Graphs from Prometheus use the query_range endpoint, and there's a non-trivial amount of confusion that it's more magic than it actually is.

The query range endpoint isn't magic, in fact it is quite dumb. There's a query, a start time, an end time, and a step.

The provided query is evaluated at the start time, as if using the query endpoint. Then it's evaluated at the start time plus one step. Then the start time plus two steps, and so on stopping before the evaluation time would be after the end time. The results from all the evaluations are combined into time series, so if say samples for series A were present in the 1st and 3rd evaluations then both those samples would be returned in the same time series.
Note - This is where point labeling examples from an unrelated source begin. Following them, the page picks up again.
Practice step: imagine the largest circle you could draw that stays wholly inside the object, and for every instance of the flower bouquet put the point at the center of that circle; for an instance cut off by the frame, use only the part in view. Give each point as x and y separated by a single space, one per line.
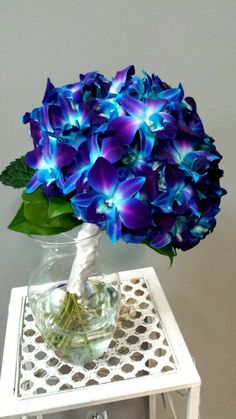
129 156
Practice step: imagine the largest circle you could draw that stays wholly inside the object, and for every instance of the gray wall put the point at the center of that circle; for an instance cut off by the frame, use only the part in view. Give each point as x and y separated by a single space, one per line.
185 40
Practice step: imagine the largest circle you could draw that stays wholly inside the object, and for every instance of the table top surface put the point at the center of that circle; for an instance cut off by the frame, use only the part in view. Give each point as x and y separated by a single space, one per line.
147 355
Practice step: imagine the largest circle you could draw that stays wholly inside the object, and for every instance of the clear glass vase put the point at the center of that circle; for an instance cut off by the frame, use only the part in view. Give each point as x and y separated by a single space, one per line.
79 325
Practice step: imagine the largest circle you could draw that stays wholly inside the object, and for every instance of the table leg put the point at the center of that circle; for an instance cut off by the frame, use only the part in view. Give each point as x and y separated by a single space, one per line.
193 403
153 406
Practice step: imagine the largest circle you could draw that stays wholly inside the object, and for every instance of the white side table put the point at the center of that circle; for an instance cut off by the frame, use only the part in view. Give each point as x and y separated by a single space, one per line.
147 356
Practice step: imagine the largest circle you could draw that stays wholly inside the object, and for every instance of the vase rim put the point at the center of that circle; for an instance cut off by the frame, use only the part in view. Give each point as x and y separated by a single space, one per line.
62 239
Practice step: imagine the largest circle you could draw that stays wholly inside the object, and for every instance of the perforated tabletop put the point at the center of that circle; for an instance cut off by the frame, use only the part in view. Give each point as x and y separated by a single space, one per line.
147 355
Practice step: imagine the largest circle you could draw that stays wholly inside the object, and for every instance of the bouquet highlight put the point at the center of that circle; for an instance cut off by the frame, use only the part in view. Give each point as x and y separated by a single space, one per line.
129 155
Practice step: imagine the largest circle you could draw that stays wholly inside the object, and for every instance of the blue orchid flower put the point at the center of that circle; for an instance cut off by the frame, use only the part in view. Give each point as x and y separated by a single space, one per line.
111 201
48 160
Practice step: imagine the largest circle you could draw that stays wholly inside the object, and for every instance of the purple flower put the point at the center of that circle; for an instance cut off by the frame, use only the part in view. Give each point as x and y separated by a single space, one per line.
132 156
112 201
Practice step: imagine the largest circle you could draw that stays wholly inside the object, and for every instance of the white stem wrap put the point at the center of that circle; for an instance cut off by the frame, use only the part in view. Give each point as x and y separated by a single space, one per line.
85 256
That's it. The query range endpoint is just syntactic sugar on top of the query endpoint*. Functions like rate don't know whether they're being called as part of a range query, nor do they know what the step is. topk is across each step, not the entire graph.

One consequence of this is that you must take a little care when choosing the range for functions like rate or avg_over_time, as if it's smaller then the step then you'll undersample and skip over some data. If using Grafana, you can use $__interval to choose an appropriate value such as rate(a_metric_total[$__interval]).

 

* This was the case until Prometheus 2.3.0, where I made significant performance improvements to PromQL. Query is now a special case of query range, however conceptually and semantically it's all still the same.